Please be aware that the following information includes recommendations from our experience that we believe will yield a greater response in the legal market. Even in the best of times, the legal job market in the Washington metropolitan area is extremely competitive. Every year the market is literally flooded with new graduates who went to one of many law schools within D.C. or within relatively close proximity to D.C. Add to that figure the hundreds of attorneys who come here from across the country and around the world seeking to fulfill their dream of working in the nation's capitol. Therefore, with so many people competing for jobs, it is especially important to do all that you can to present yourself and your skills in the best possible light both on paper and in person. RESUME PREPARATION The main objective of any job search is to get an interview. However, many people ruin their chances of getting an interview because their introduction, their resume, is not up to par. Put yourself in the employer's shoes and be aware of the following tips when preparing your resume:
- Your resume should be uncluttered and easy to read. It need not contain your whole life story, only the highlights of your skills and experience that a prospective employer would find important to the job for which you are applying. Use a clean looking font such as Arial, Times New Roman or Courier. Not only do these fonts make your resume appear less busy, but they also fax well. Do not confine yourself to putting everything on one page. A two page resume is permissible.
- Items within the various categories on your resume should be in reverse chronological order. (Most recent first.)
- Include your GPA if it is 3.0 or better
- Include honors and activities; database and computer skills; and languages if fluent or highly proficient.
- Include information about bar affiliations only if you have actually passed the exam or if you are waiting for exam results.
- Be honest. Legal placement firms and employers conduct background checks.
- Make sure all dates are accurate.
- Review your cover letter AND resume repeatedly for typos and grammatical errors. An error on either the cover letter or resume is the quickest way to disqualify you from getting an interview.
THE INTERVIEW Ok, your resume has survived scrutiny and you have been asked to come in for an interview. Below are tips to ensure a successful interview whether your interview is with an employer or a placement agency. The interview is your opportunity to sell yourself. Your goal is to have the interviewer feel good about you and your ability to do the job.

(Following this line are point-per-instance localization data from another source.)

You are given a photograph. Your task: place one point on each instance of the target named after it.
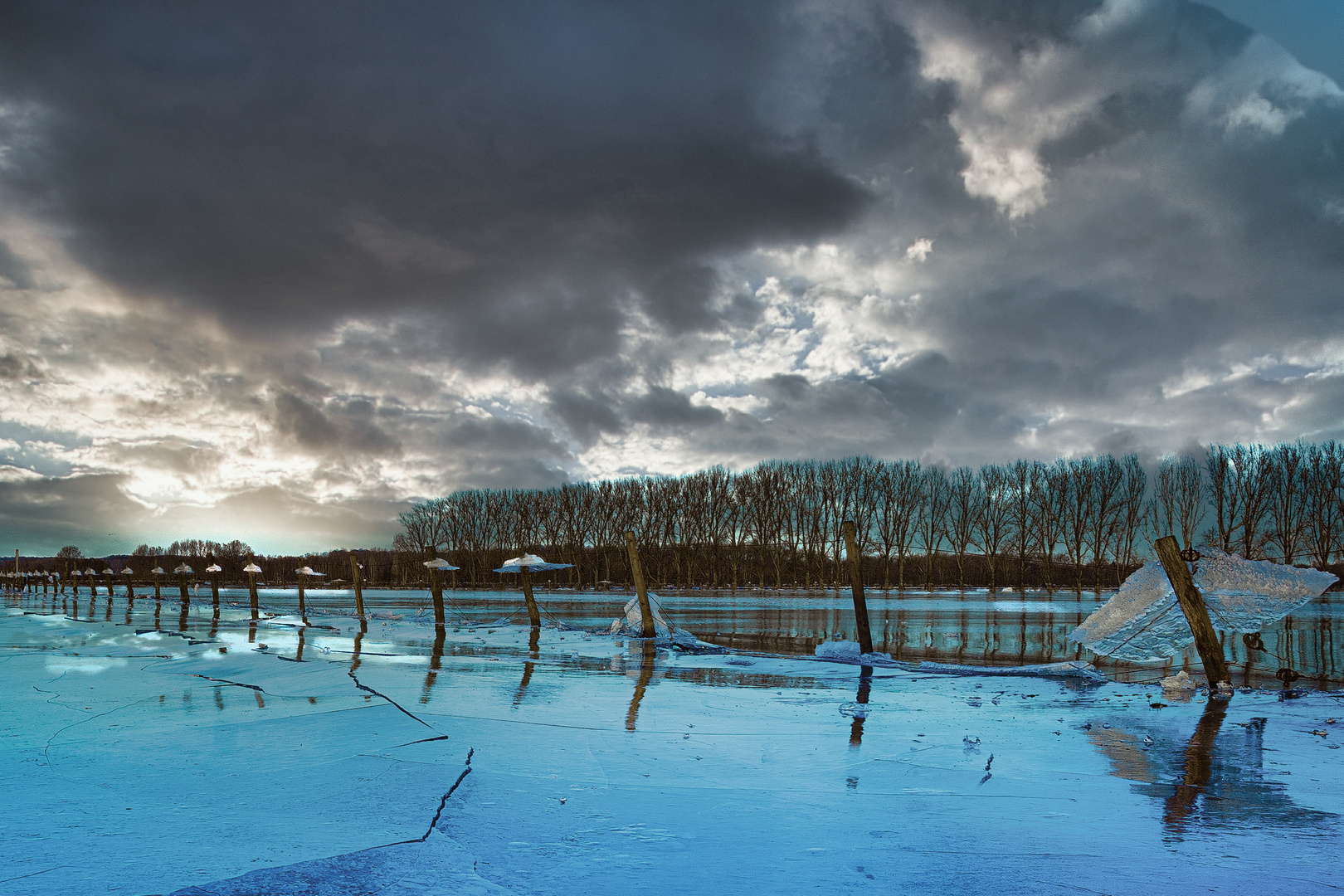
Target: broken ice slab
(852, 653)
(1071, 670)
(1142, 621)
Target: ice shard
(1142, 620)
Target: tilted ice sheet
(1142, 621)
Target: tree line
(1070, 523)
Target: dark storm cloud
(496, 163)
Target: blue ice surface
(145, 763)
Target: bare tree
(962, 516)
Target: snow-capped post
(436, 587)
(359, 590)
(524, 564)
(183, 571)
(214, 570)
(860, 606)
(637, 574)
(251, 570)
(1196, 614)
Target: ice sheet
(1142, 621)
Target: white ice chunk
(849, 652)
(1142, 621)
(1070, 670)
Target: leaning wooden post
(860, 606)
(251, 570)
(637, 574)
(214, 581)
(1196, 614)
(436, 587)
(359, 590)
(533, 617)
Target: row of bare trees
(778, 523)
(1077, 523)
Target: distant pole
(1196, 614)
(359, 590)
(533, 614)
(251, 587)
(214, 585)
(860, 606)
(436, 587)
(637, 574)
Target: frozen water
(1142, 621)
(632, 626)
(139, 758)
(1071, 670)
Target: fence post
(1196, 614)
(648, 631)
(359, 590)
(533, 617)
(860, 606)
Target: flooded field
(160, 747)
(969, 627)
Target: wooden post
(860, 606)
(1196, 614)
(436, 587)
(533, 614)
(359, 592)
(251, 590)
(648, 631)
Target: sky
(275, 271)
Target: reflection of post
(1196, 768)
(645, 677)
(533, 617)
(1196, 614)
(522, 685)
(862, 699)
(860, 606)
(647, 629)
(359, 589)
(436, 661)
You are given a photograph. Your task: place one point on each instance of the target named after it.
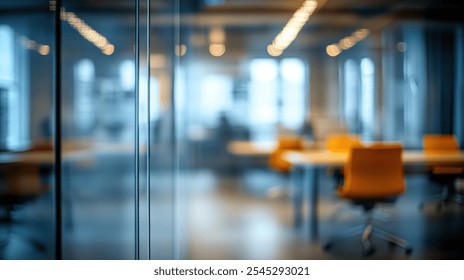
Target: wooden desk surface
(410, 157)
(44, 157)
(255, 148)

- Be prepared for the interview by visiting the firm's website or doing whatever research you can to familiarize yourself with the firm's practice. Have some questions ready to ask the interviewer to show your interest in the firm and that you have done your homework.
- BE ON TIME! Arrive 10 to 15 minutes early. Being tardy is the best way to create a negative impression even before you walk through the door. - If you know you will be late, call the interviewer.
- Treat the receptionist and all support personnel like gold! You never know if the person at the front desk is a son or daughter of a client or partner in the business.
- Dress appropriately. Dress in a business suit or in other appropriate business attire regardless of whether the company is business casual every day. Dressing up for an interview shows that you are serious about the interview and want to make a good impression. Dress for the job you want, not the job you have.
- Bring a portfolio with extra copies of your resume, a list of references and your law school transcript together with a pen and paper to take notes.
- Listen attentively to your interviewer. It will minimize your follow-up questions at the end of the interview and give the interviewer a good idea of how well you listen.
- Be clear and concise with you responses. Do not monopolize the interview. Leave arrogant, cocky, and know-it-all attitudes at home.
- If you are working with a placement agency, call your recruiter with your impressions of the firm.
- Send a HANDWRITTEN THANK YOU NOTE to all of he people who interviewed you. Interviewing takes a lot of time from the schedules of the participants and a short, well-written note is a good way to remind them of your interest in their firm and of your candidacy. If you are unsure of the spelling or titles of any of the interviewers, either check the website or call the receptionist at the firm.
REMEMBER: The resume gets the interview; the interview gets the job.